Variance and standard deviation
Variance and standard deviation help us understand how spread out our data is from the mean. Think of them as measuring how much values typically “deviate” or differ from the average.
Variance
Variance measures the average squared distance of each value from the mean. Let’s break this down with a simple example using salamander weights (in grams): 2, 3, 5, 7, 8
- Calculate the mean: (2 + 3 + 5 + 7 + 8) ÷ 5 = 5
- Find how far each value is from the mean:
- 2 is 3 below the mean: (2 - 5) = -3
- 3 is 2 below the mean: (3 - 5) = -2
- 5 equals the mean: (5 - 5) = 0
- 7 is 2 above the mean: (7 - 5) = 2
- 8 is 3 above the mean: (8 - 5) = 3
- Square these differences (this makes all values positive):
- (-3)² = 9
- (-2)² = 4
- 0² = 0
- 2² = 4
- 3² = 9
- Calculate the average of these squared differences: (9 + 4 + 0 + 4 + 9) ÷ 5 = 5.2
The variance in this case is 5.2 (square grams). This squared unit is a bit awkward - imagine trying to explain that salamanders vary by “5.2 square grams” from the mean! This is one of the main reasons we use standard deviation instead of variance.
Standard Deviation
The standard deviation is simply the square root of the variance. We often prefer it because: - It’s in the same units as our original data (grams instead of square grams) - It’s easier to interpret in relation to the mean
For our example: - Variance = 5.2 - Standard deviation = √5.2 ≈ 2.28 grams
This means that salamander weights typically vary by about 2.28 grams above or below the mean.
Let’s calculate these for our full salamander dataset:
# Variance in salamander weights
var(and_vertebrates$weight_g, na.rm = TRUE)
[1] 113.9829
# Standard deviation (square root of variance)
sd(and_vertebrates$weight_g, na.rm = TRUE)
[1] 10.67628
The mean, standard deviation, and variance are key for understanding data variability and underpin many statistical tests/models. Expect to see them often in research.
Interquartile range (IQR)
The Interquartile Range (IQR) is a robust measure of spread that tells us the range where the middle 50% of our data falls. It’s calculated as the difference between the 75th percentile (Q3) and the 25th percentile (Q1).

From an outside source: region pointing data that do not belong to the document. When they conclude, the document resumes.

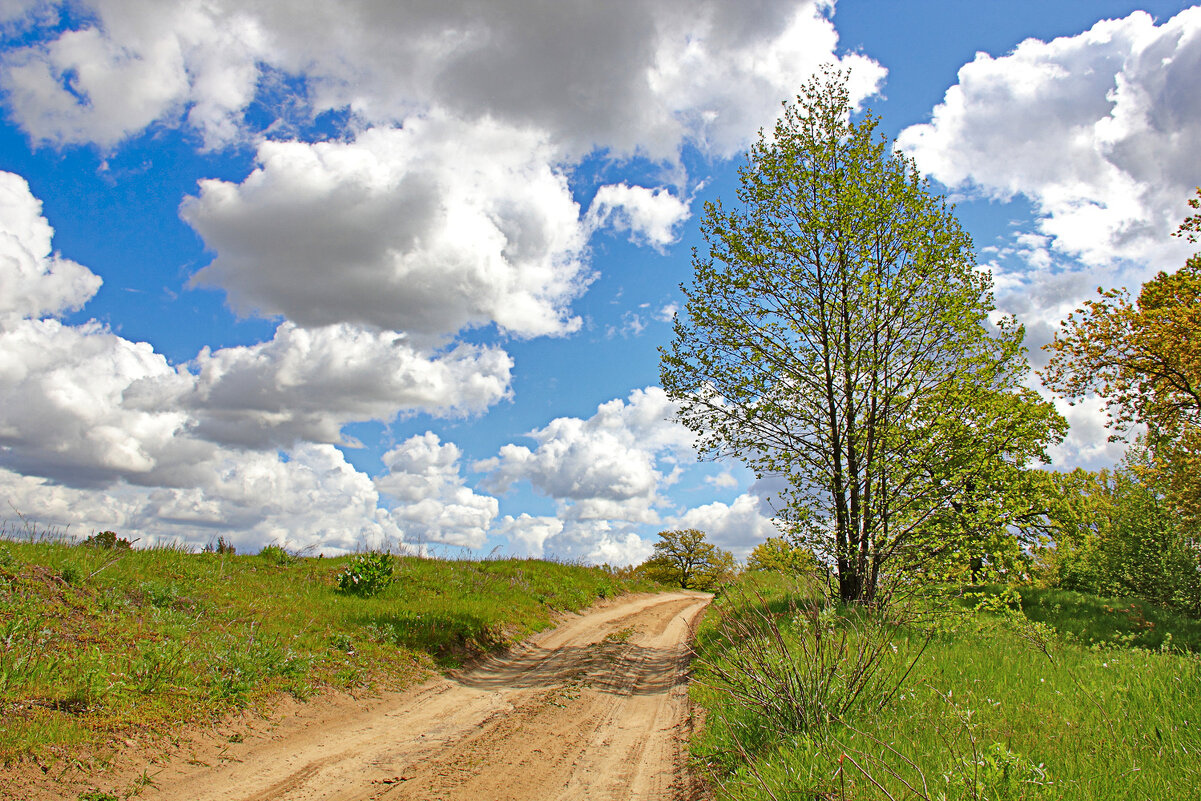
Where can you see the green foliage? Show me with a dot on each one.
(1116, 535)
(837, 334)
(220, 547)
(998, 707)
(1143, 357)
(368, 574)
(778, 555)
(685, 559)
(790, 663)
(108, 539)
(276, 555)
(147, 639)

To understand IQR, let’s first understand quartiles using a simple example with salamander weights (in grams): 2, 2, 3, 4, 5, 5, 6, 8, 10
- First, arrange the data in order (already done above)
- Find the median (Q2) - it’s 5
- Split the data into two halves:
- Lower half: 2, 2, 3, 4
- Upper half: 5, 6, 8, 10
- Find Q1 (median of lower half) = 2.5
- Find Q3 (median of upper half) = 7
- Calculate IQR = Q3 - Q1 = 7 - 2.5 = 4.5
The IQR tells us that the middle 50% of salamander weights vary by 4.5 grams. This is particularly useful because:
- It’s not affected by extreme values (very large or small salamanders)
- It gives us a sense of “typical” variation in the population
- It helps identify outliers: values below Q1 - 1.5×IQR or above Q3 + 1.5×IQR are often considered outliers
The IQR is particularly useful in studies where we want to focus on typical variations while excluding extreme values. For lake ice duration, this helps us understand normal annual patterns whilst excluding unusually warm or cold years:
# IQR for ice duration
IQR(ntl_icecover$ice_duration, na.rm = TRUE)
[1] 23
# Get quartiles (handling missing values)
quantile(ntl_icecover$ice_duration, na.rm = TRUE)
0% 25% 50% 75% 100%
21 92 103 115 161
Looking at the quartiles:
- Q1 (25th percentile): 25% of ice durations are below this value
- Q2 (50th percentile/median): The middle ice duration
- Q3 (75th percentile): 75% of ice durations are below this value
- IQR = Q3 - Q1: The range where the middle 50% of ice durations fall
This information helps us understand the typical variation in ice duration while being less sensitive to extreme weather events that might produce unusually long or short ice cover periods.